A veces, la vida nos presenta situaciones que simplemente no encajan con nuestros planes, y nuestra primera reacción es intentar luchar contra ellas. La frase de Byron Katie nos recuerda una verdad muy profunda: discutir con la realidad es una batalla que no podemos ganar. Cuando nos aferramos al 'esto no debería estar pasando' o al 'no es justo que sea así', nos quedamos atrapados en un ciclo de frustración y resistencia. La realidad es un hecho inamovible, y cada gramo de energía que gastamos intentando negarla es energía que nos quitamos a nosotros mismos para sanar y avanzar.

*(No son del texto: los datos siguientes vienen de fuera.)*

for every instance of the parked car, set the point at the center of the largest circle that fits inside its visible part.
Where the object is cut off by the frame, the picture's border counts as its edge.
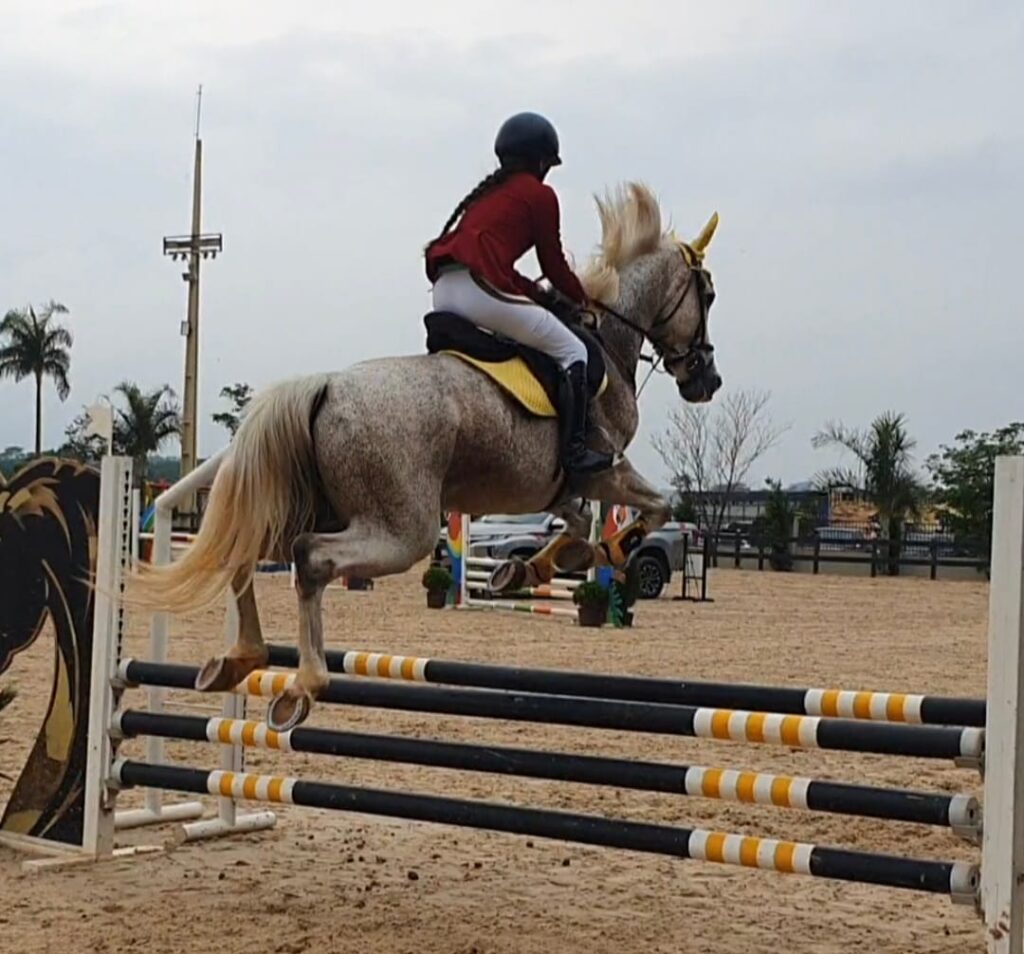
(503, 536)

En nuestro día a día, esto se manifiesta de formas muy pequeñas pero agotadoras. Puede ser el tráfico que nos retrasa cuando tenemos una cita importante, un cambio de planes de último minuto que nos arruina la tarde, o incluso una noticia inesperada que nos entristece. En esos momentos, nuestra mente se convierte en un tribunal donde juzgamos constantemente lo que sucede, tratando de convencer al universo de que las reglas deberían ser distintas. Pero la realidad no tiene oídos para nuestras quejas; simplemente sigue su curso, dejándonos exhaustos y amargados.
Recuerdo una vez que yo misma me sentía muy frustrada porque un proyecto en el que había trabajado con tanto cariño no salió como esperaba. Pasé días enteros quejándome, repasando cada error y pensando en cómo las circunstancias habían sido injustas conmigo. Me sentía como si estuviera empujando una pared de concreto. Solo cuando decidí dejar de pelear con lo que ya había pasado y acepté que ese era el nuevo punto de partida, pude empezar a ver nuevas oportunidades. Al dejar de discutir con el pasado, recuperé la paz que tanto necesitaba para crear algo nuevo.
Aceptar la realidad no significa rendirse o ser pasivos ante la injusticia, sino reconocer con honestidad dónde estamos parados para poder decidir nuestro siguiente paso. Es como cuando intentas navegar en un mar agitado; si te peleas con las olas, te hundes, pero si aprendes a navegar con ellas, puedes llegar a puerto. La aceptación es el primer paso hacia la verdadera transformación y la libertad emocional.
Hoy te invito a que hagas una pausa y observes qué situaciones en tu vida estás intentando cambiar mediante la queja o la resistencia. ¿Dónde estás gastando energía en una batalla perdida? Intenta, solo por un momento, soltar esa lucha y simplemente decir: 'Esto es lo que hay'. Nota cómo se siente tu corazón cuando dejas de pelear y empiezas a fluir con la vida.